89. a method that is used for bacterin preparation is administered to the intradermal compartment of subject's skin, described method comprise that the bacterin preparation that will contain antigenicity or immunogenic formulation and mucosa tack material is administered to the intradermal compartment.

90. one kind is used for the method that intradermal is sent the bacterin preparation that comprises antigenicity preparation and a kind of molecule, wherein, described molecular energy strengthens the immunoreation to described antigenicity preparation, and wherein said bacterin preparation is deposited on the degree of depth of 1-2mm.

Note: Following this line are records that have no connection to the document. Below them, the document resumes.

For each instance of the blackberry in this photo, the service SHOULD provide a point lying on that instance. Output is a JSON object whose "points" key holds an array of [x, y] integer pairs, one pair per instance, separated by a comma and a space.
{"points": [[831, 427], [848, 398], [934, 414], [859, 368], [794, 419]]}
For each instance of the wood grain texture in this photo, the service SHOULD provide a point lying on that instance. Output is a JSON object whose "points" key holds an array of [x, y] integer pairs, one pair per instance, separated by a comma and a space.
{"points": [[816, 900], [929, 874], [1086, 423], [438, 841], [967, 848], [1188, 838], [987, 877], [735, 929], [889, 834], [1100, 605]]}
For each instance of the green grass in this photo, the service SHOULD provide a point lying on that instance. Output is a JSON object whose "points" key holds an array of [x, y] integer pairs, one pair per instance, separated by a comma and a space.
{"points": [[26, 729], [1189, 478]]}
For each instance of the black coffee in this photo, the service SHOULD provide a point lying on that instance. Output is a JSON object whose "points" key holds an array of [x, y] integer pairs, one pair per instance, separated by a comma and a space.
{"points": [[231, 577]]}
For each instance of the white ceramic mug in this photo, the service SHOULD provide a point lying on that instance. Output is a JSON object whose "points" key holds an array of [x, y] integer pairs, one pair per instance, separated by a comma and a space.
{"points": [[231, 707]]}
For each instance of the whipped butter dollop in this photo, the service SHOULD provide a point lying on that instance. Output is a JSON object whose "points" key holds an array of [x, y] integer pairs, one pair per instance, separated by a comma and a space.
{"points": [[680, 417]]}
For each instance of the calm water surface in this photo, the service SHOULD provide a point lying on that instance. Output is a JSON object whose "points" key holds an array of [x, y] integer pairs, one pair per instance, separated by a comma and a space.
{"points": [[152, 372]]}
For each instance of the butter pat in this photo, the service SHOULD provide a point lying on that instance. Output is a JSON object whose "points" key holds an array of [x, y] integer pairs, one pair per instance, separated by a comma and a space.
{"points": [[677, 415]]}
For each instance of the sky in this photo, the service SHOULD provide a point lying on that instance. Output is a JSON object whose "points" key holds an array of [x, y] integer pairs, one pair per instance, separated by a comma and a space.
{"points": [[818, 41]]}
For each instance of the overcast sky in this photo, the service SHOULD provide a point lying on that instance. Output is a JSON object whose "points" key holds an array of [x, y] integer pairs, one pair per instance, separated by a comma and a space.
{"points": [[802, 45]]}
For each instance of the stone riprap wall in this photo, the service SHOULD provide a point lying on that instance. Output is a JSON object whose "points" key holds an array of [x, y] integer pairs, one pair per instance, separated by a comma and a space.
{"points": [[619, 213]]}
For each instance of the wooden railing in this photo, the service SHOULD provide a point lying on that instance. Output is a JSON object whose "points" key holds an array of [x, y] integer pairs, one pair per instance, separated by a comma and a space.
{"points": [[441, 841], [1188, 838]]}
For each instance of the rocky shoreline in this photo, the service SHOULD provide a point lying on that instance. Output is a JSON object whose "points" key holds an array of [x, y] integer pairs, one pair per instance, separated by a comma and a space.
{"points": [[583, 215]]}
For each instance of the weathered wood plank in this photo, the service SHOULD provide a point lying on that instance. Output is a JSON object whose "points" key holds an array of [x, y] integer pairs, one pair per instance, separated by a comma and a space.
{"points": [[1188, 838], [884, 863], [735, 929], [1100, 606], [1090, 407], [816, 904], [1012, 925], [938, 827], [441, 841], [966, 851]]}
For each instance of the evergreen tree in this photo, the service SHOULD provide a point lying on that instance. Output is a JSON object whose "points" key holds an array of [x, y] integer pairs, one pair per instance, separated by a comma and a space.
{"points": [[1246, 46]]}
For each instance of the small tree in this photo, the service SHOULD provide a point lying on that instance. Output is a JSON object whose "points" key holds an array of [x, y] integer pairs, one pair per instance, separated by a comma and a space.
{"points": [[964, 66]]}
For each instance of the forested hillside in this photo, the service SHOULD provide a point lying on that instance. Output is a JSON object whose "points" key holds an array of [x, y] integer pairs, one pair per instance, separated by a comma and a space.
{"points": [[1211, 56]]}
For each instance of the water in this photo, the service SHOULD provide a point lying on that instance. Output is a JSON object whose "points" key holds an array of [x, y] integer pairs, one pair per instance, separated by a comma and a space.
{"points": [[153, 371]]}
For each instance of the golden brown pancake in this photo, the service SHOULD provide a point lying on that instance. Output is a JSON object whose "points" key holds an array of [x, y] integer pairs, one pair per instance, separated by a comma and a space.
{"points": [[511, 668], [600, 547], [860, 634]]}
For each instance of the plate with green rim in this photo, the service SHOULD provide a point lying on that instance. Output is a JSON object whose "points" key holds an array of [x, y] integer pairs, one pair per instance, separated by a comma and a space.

91. one kind is used for the method that epidermis is sent the bacterin preparation that comprises antigenicity preparation and a kind of molecule, wherein, described molecular energy strengthens the immunoreation to described antigenicity preparation, and wherein, described bacterin preparation is deposited on the degree of depth of about 0-250 μ m.

92. as method any among the claim 85-89, also comprise by small size pin and send described preparation, the length of described pin is enough to thrust the intradermal compartment, and exports the degree of depth that is positioned at the intradermal compartment, so that preparation is deposited on the intradermal compartment degree of depth of 1-2mm.

93. method that bacterin preparation is administered to the epidermis compartment of subject's skin, wherein, described preparation comprises antigenicity or immunogenic agents and a kind of molecule, described method comprises uses miniature grinding apparatus that described formulation delivered is arrived the epidermis compartment, wherein, described miniature grinding apparatus comprises micro-protrusions, and its length is enough to thrust the horny layer of skin.

94. intradermal bacterin preparation as claim 21, wherein, described biological adhesiveness material is selected from following one group: polycarbophil, carobopol, carbomer, chitosan, lectin, methylcellulose, carboxymethyl cellulose, sodium alginate, gelatin, pectin, arabic gum and polyvidone.